The immediate fix took about 20 minutes. We configured the container runtime's log rotation directly on each node, capping file size and count:

{
  "log-driver": "json-file",
  "log-opts": {
    "max-size": "100m",
    "max-file": "3"
  }
}

Then we did a rolling restart of the affected pods. P99 latency dropped from 870ms back to 230ms within the hour.

The longer-term fix had three parts.

We moved the log pipeline to use Kubernetes-native log rotation through containerd configuration rather than relying on application-level logrotate that assumed a full Linux init system.

More importantly, we added trend-based alerting. Instead of just "alert if average latency exceeds 300ms," we added a rule that triggered if P99 latency increased by more than 20% week-over-week for two consecutive weeks. This catches gradual degradation early, before users start complaining.

We also set pod lifetime limits. Healthy containers running forever sounds good in theory, but it lets slow-burn issues accumulate. The team configured periodic voluntary restarts — not because the code needed it, but because the environment did.

Note

Most monitoring setups are designed to detect sudden failures — not gradual degradation. A system can get 2% slower every week and never cross a static threshold.

The real lesson

The problem here wasn't really about logs or disk space. Those were symptoms.
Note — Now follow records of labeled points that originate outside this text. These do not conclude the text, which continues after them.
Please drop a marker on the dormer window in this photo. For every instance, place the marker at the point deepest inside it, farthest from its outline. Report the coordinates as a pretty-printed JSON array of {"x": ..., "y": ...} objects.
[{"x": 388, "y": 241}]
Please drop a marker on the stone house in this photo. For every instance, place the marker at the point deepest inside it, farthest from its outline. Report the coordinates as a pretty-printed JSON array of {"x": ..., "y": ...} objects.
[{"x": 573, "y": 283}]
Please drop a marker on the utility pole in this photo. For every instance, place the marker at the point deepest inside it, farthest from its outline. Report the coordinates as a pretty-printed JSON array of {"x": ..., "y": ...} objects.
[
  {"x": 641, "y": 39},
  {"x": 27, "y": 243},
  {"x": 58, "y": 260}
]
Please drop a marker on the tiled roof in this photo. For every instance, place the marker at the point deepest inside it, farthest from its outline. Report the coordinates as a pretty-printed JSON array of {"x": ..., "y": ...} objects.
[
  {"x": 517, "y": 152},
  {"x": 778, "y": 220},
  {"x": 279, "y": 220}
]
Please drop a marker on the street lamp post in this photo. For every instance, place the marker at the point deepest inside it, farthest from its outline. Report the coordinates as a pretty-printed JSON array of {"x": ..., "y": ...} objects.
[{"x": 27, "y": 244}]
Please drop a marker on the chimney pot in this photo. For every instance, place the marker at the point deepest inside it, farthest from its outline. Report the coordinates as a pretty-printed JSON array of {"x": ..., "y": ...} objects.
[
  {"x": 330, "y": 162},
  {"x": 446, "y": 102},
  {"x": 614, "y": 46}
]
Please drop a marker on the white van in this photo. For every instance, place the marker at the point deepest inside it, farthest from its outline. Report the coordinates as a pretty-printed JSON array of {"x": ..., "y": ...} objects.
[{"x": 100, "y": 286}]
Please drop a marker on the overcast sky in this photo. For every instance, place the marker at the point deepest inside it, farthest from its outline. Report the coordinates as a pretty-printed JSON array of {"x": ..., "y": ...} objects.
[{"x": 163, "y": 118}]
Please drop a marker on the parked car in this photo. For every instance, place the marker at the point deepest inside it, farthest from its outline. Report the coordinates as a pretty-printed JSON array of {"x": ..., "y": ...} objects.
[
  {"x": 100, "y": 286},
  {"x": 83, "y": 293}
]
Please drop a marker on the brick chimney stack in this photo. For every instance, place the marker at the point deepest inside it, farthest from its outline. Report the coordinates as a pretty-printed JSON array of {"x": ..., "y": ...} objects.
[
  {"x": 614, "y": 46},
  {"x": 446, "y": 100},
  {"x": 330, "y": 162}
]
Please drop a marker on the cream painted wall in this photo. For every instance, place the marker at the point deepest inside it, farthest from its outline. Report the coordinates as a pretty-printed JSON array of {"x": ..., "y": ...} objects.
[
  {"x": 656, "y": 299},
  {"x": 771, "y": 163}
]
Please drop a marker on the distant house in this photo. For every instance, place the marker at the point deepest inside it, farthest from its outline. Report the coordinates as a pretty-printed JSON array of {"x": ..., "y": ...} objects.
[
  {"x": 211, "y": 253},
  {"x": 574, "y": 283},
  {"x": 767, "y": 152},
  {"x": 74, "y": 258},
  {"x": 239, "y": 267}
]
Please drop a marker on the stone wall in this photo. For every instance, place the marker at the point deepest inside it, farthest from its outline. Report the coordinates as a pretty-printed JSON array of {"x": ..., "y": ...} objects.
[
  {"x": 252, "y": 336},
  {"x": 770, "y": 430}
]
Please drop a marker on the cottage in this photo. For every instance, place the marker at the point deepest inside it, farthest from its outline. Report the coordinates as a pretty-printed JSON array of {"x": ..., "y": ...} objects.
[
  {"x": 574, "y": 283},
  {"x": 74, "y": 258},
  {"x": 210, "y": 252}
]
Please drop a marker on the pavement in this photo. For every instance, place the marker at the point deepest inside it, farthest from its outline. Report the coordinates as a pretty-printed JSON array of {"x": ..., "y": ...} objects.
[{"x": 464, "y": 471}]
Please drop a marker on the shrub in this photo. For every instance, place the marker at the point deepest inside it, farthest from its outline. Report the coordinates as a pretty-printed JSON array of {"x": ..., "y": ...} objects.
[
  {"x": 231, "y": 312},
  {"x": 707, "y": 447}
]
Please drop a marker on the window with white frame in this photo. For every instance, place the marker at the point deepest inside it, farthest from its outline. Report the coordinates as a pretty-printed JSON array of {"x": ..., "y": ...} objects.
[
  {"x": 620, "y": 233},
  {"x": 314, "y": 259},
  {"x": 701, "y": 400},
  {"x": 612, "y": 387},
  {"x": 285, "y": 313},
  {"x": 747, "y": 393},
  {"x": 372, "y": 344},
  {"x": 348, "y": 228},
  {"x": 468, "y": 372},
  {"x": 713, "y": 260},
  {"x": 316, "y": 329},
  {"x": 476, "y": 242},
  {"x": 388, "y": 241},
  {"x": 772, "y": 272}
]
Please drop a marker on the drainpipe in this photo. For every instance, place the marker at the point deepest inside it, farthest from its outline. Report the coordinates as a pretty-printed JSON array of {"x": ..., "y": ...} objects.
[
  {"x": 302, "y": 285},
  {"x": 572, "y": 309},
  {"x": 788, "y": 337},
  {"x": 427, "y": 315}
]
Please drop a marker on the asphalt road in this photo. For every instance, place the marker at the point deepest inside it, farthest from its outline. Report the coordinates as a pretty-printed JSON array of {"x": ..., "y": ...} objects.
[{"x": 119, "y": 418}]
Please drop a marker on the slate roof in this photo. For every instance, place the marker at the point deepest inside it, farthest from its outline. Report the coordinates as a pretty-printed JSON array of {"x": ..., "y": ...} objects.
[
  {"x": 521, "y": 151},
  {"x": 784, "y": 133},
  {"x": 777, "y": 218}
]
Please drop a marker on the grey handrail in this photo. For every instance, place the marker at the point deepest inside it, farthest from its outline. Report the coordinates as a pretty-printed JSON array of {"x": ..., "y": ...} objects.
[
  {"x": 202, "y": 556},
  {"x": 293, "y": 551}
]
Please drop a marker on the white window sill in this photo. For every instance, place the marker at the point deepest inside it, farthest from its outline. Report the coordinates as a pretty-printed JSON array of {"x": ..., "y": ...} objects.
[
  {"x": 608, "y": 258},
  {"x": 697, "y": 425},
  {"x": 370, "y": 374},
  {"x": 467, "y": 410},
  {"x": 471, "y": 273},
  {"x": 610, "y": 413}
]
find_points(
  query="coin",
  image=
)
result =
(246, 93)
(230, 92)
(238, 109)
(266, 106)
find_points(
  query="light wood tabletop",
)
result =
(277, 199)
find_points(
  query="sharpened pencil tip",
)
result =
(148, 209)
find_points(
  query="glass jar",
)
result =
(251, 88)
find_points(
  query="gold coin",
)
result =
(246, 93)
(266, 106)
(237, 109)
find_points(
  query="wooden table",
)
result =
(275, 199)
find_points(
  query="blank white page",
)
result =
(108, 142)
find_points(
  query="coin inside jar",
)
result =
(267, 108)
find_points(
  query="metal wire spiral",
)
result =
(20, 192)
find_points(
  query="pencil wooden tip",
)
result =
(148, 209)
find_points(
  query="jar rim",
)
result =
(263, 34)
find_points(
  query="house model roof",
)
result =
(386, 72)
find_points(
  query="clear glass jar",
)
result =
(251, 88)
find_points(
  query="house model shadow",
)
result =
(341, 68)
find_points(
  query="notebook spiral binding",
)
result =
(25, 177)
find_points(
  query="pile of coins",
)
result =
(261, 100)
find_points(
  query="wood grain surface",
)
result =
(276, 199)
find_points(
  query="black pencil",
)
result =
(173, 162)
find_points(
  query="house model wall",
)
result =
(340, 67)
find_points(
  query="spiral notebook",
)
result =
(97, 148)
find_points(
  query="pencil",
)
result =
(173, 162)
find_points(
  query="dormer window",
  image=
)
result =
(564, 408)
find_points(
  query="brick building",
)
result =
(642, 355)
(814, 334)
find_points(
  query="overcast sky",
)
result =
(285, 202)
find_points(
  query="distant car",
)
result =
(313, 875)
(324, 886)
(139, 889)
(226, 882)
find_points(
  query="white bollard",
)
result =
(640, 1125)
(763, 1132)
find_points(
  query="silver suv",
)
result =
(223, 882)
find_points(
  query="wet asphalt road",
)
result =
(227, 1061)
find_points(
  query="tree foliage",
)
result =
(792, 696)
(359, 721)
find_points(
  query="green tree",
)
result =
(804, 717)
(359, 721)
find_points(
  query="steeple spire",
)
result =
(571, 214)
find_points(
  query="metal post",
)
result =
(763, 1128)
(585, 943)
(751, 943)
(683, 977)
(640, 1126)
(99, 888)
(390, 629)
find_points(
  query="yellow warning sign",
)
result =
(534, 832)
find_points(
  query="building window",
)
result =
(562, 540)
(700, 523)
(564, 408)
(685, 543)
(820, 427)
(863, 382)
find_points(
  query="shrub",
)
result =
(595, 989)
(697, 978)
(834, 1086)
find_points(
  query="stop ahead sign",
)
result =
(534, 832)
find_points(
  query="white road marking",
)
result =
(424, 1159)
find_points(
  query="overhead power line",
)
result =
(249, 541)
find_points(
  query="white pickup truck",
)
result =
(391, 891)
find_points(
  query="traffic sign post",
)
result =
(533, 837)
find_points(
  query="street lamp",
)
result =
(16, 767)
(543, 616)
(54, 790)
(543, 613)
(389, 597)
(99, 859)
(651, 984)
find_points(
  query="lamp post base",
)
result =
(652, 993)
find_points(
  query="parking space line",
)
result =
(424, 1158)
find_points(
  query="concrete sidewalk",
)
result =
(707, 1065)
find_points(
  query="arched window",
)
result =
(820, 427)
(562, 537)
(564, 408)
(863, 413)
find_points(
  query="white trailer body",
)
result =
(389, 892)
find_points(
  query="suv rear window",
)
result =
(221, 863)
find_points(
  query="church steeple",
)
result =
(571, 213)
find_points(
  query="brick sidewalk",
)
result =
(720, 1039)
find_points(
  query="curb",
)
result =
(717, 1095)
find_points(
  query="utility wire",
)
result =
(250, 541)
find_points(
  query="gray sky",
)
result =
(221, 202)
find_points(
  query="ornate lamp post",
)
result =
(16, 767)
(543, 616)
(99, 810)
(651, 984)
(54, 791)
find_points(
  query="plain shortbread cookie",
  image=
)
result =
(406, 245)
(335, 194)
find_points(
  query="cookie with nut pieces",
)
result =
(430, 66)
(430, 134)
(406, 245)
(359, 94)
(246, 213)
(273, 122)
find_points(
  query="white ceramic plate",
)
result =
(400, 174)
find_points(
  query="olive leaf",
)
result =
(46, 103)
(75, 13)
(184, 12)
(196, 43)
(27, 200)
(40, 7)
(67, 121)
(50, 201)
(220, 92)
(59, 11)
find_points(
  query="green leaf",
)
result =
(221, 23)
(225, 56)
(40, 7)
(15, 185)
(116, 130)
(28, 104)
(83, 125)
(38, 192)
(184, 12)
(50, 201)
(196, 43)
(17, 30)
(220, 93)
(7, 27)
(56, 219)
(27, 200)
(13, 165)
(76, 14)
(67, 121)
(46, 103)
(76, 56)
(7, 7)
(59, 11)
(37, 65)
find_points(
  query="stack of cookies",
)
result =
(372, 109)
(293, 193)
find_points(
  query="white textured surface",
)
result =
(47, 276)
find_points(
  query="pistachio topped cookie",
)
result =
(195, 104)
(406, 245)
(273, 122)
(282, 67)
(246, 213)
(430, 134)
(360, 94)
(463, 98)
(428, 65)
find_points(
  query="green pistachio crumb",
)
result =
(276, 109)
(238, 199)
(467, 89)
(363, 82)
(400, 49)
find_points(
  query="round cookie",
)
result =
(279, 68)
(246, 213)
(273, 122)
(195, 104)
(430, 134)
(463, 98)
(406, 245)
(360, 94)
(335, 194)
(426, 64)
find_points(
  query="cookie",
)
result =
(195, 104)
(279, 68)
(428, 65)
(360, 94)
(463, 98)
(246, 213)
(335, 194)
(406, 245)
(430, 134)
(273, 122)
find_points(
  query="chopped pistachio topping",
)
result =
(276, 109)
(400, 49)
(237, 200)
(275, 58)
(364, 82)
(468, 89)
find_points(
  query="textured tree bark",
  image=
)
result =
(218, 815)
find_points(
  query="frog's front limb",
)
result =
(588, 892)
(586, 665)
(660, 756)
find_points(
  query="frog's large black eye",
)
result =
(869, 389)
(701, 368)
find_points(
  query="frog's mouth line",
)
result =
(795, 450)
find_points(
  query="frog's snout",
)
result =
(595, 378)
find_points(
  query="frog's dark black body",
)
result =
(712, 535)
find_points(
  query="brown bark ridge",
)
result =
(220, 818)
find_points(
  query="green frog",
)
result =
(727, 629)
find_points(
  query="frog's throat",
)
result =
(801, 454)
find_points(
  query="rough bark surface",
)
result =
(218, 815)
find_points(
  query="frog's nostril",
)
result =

The real gap was that the team's monitoring was optimized for detecting sudden failures — spikes, outages, error rate jumps — and completely blind to gradual degradation. Their dashboards showed the last hour or the last day. Nobody had a 90-day view of P99 latency. Nobody was tracking week-over-week trends.

This is more common than people think. Most alerting setups answer "is it broken right now?" and never ask "is it getting worse?" A system can degrade 2% per week and still look healthy on every dashboard for months. By the time it crosses a static threshold, users have been suffering silently — or worse, they've stopped bothering to report it.

I've started recommending that every team I work with adds at least one trend-based alert for their core latency metrics. Something that watches the direction, not just the current value. It won't catch everything. But it catches the class of problems that static thresholds miss entirely: the slow leaks, the creeping latencies, the resources that fill up one percent at a time.

What gradual degradation is hiding in your dashboards right now?